Solar Cells Must Be Reused

Well over ten years ago, about 2010, when the great expansion of solar cell installation was just taking off, it was obvious to a Zero Waste theorizer that this was just one more item that would be designed for discard and maximum waste but needed to be designed for reuse. The same thinking applies to any other “magical solution” like windmills or tide-to-energy converters or anything else made by man. Industry however, sees it all quite differently. As usual, once the solar cells begin to wear out and hit the dump, they want to grind them up, smash them up and recover a few valuable components, and then call that reuse. Actually designing for reuse is nowhere on the spectrum.

As early as the 1980’s, when I was running Zero Waste Systems Inc. there was a company in Maryland that was processing valuable spoiled silicon blanks by removing the surface coating so that a new coating of microchips could be etched onto the surface. They did this by dissolving the surface in strong alkalai. Has that technology been lost? Why hasn’t that approach mushroomed into universal ways to reuse parts of solar cells? Instead, all we read now is about destroying all the parts of a solar cell to etch out a few metals. The most important part of a solar cell, like every industrial commodity is its function, not its materials. These cells have anodes, cathodes, separators, covers and other parts, all of which could be designed to be removed and reused. The metals and glass are the least valuable components. Why do these articles report exclusively on attempts to destroy the valuable function to recapture the cheap component materials?

Here is an article about the growing problem.
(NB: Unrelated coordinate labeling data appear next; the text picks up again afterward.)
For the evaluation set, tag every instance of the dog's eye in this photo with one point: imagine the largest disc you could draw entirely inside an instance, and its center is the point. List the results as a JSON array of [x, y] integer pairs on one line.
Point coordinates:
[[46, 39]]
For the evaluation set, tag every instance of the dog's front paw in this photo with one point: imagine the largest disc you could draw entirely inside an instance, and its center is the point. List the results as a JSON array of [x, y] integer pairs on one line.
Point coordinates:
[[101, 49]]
The heading they use is RECYCLING. The only approach they consider is RECYCLING. Smashing and trashing is the only method they consider. After this recycling boondoggle fails like all the rest, in the distant future when we finally get flying cars and space travel, who knows? Will thickheaded industrial designers allow for reuse? Ya think maybe?
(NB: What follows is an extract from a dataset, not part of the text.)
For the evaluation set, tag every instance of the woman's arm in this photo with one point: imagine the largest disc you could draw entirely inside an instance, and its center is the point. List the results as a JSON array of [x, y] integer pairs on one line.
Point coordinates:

And here is an older article, but on the same subject. If you read the whole thing, you will learn that two scientists, Chen and Sloop, have figured out how to actually reuse a part of a solar cell but the only way they can open up the permanently sealed cells is by using graduate students to laboriously pry them open. The only way they can imagine to get lots of cells open, they joke, is to have “25,000 graduate students”. What is going on mentally in this field? Why don’t they come up with the obvious solution to change the original design so that the cells can be easily opened up for reuse? Apparently that would require a change in the original design simply for the purpose of intelligent reuse and that can never be allowed under any circumstances. Am I being too critical or too dismissive? What is your explanation? I’m buffaloed! Here’s the article.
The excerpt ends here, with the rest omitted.